The normalized fingerprint and hydrocarbon regions of spectra from each cell were used separately for PCA based on Euclidean distances [46], followed by LDA based on the principal components extracted by PCA. Both PCA and LDA use linear combinations of the original variables (wavenumbers of the spectra) as PCs to characterize the ordination of samples or to discriminate two or more classes of samples. The first few PCs were used for LDA instead of the original variables in order to reduce the dimensionality of the variation. For the LDA-discriminating cells between N + and N- conditions at separate time points, 15 out of 20 cells from each triplicate of the two conditions were randomly selected and combined for the construction of a training dataset (n = 90), and the rest of the cells were used to form a test dataset (n = 30). For the LDA-discriminating cells at 0 hours and Group N- cells at different time points, 45 out of 60 cells at 0 hours and 15 out of 20 cells from each triplicate at the seven time points afterwards, were randomly selected and combined for the construction of a training dataset (n = 360), and the rest of the cells were used to form a test dataset (n = 120). Leave-one-out cross validation (LOOCV) was used to evaluate the reliability of the LDA model based on the training dataset, followed by challenging the model with the test dataset. The misclassification rates of both the training and test dataset were calculated to determine an optimal number of PCs [47]. The test dataset was rotated into a new dataset of PCs by the loadings of the PCA of the training dataset as described previously, so as to convert two datasets in the same spectral space [28].

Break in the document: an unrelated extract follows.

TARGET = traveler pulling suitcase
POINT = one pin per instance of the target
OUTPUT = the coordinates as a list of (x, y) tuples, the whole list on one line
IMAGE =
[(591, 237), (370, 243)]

SCRS data is used to construct a PLSR model together with the TAG content of corresponding samples determined by LC-MS. By relating two datasets X (SCRS in our study) and y (TAG content by LC-MS in our study) by means of regression, PLSR performs a multivariate calibration in order to establish a linear model which enables the prediction of y from measured dataset X. In the regression process, decomposition of X is performed under the consideration of y in a simultaneous analysis of the two datasets [48]. Specifically, the SCRS of all 60 cells at 0 hours, and that of each of the 20 cells from triplicates at 6, 12, 24, 48, 72, and 96 hours were averaged separately, generating data of 19 combined Raman spectra as a matrix (designated as X). Among them, two of the triplicates at 6, 12, 24, 48, 72 and 96 hours were randomly selected and combined with the 0 hour data to form a training dataset for the calibration of the model (Xc, n = 13), and the rest were used as a test dataset for validation (Xv, n = 6). Correspondingly, TAG content of 0 hours culture and each triplicate culture at 6, 12, 24, 48, 72, and 96 hours were measured by LC-MS, generating data of another 19 values as a vector (designated as y), also including the training dataset (yc, n = 13) and the test dataset (yv, n = 6). Firstly, the PLSR model was established using Xc and yc data. Secondly, Xv data and the function of the established model were used to predict the yv value. The predicted yv value was compared with the measured yv value. Reliability of the model was assessed by the MSEC of the training set by LOOCV, as well as the squared correlation coefficient (R2) between predicted and measured y values in both the training set and the test set. Finally, the function was utilized for the prediction of TAG content in single Group N- cells (as y value) at each time point between 6 and 96 hours using individual SCRS (as X data). PCA, LDA and PLSR were performed with Matlab R2010a (Mathworks, Natick, Massachusetts, United States). Other statistical analyses were performed with SPSS Statistics 17.0 (SPSS Inc, Chicago, Illinois, United States).